When we play outside (play being getting a tan while the hell hounds tire themselves out before I lock them back in their Graco kennels), Baby D likes to test my limits. He'll run down the driveway until I shout out, "Baby D! Not in the street!" at which point he stops, creeps up until his toes are right at the edge of the driveway, and turns a deranged grin my way. "Don't do it, baby." The demon grin widens and he touches the street with one tip-toe. The time-out countdown begins, "One...two..." and Baby D runs back over to me, before yelling and shaking first one finger, then two fingers in my face.

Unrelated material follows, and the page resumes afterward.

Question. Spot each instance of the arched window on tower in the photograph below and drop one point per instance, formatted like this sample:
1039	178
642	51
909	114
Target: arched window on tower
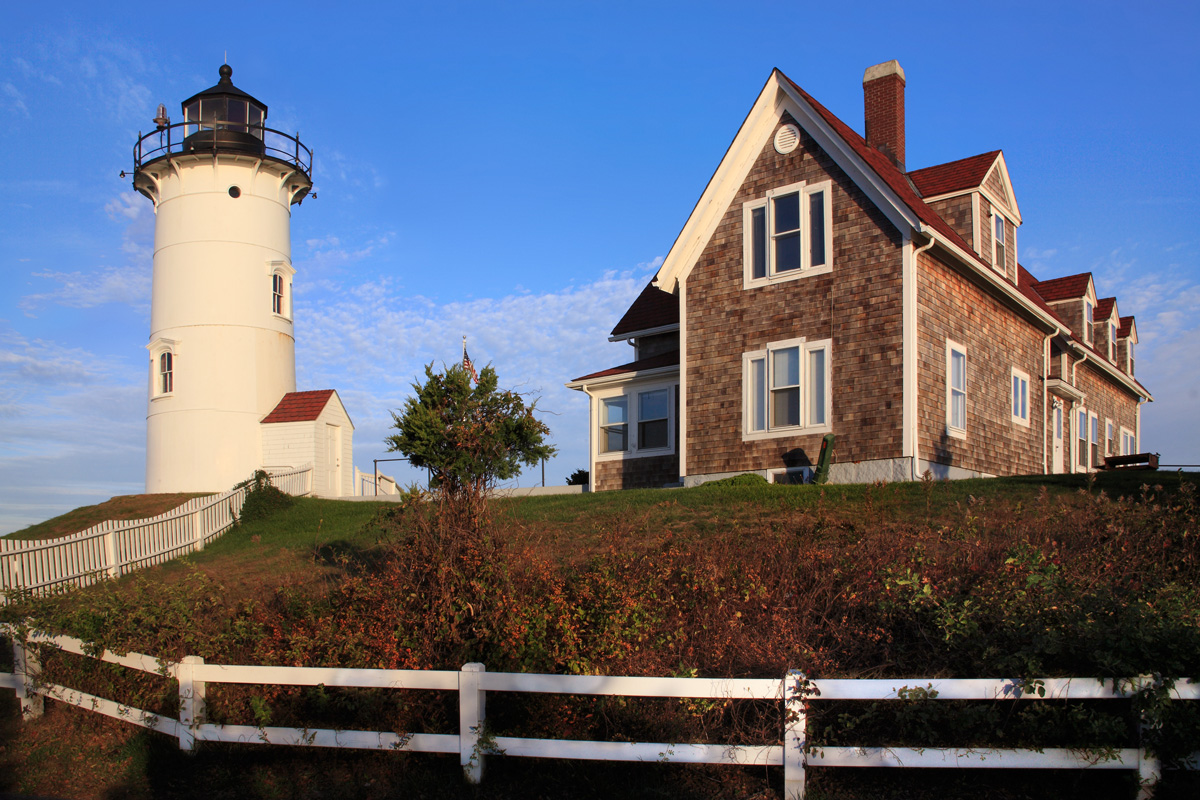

The poor dog and I get most of Baby D's taunting, and his tolerable, well-behaved antics are save for Daddy & Tiny, however even his baby brother isn't totally safe. Baby D has taken to sharing his food with 6-month-old Tiny, and somehow the little one manages to inhale it (yesterday he at half a turkey sandwich, which I didn't realize until I saw the remnants of it on his high-chair tray). He even will hold Tiny in his lap and feed him a bottle, though as soon as my eyes go elsewhere, Baby D chugs as much formula as he can. When it comes to toys however, Tiny gets the short end of the stick. For the most part, Baby D will share, but when it comes to his SPECIAL toy box, the fiery inferno rises from the earth and engulfs the planet. The special toys are Baby D's Hot Wheels & a framed wallet-size photo of Daddy in preschool, which he stores in a Cars Easter basket. Tiny is of course interested in the Hot Wheels, since they are painted the most delicious of colors, and when he gets a hold of one the security devices are triggered and Baby D will appear, flailing, screaming, grabbing, & kicking. Every toy in the room gets thrown, every person is pushed away from the Hot Wheels, Baby D lifts poor Tiny up and drags him by the diaper far away, before Baby D throws himself on the floor in a screaming, thunderstorm tantrum.
Eventually the world is calm.
The children quiet themselves.
Mama comes out of her fetal position.
And Baby D convinces me yet again that he isn't actually Lucifer in an adorable baby suit.
Are there other moms out there who relate to the antics of my household? Cheers to you!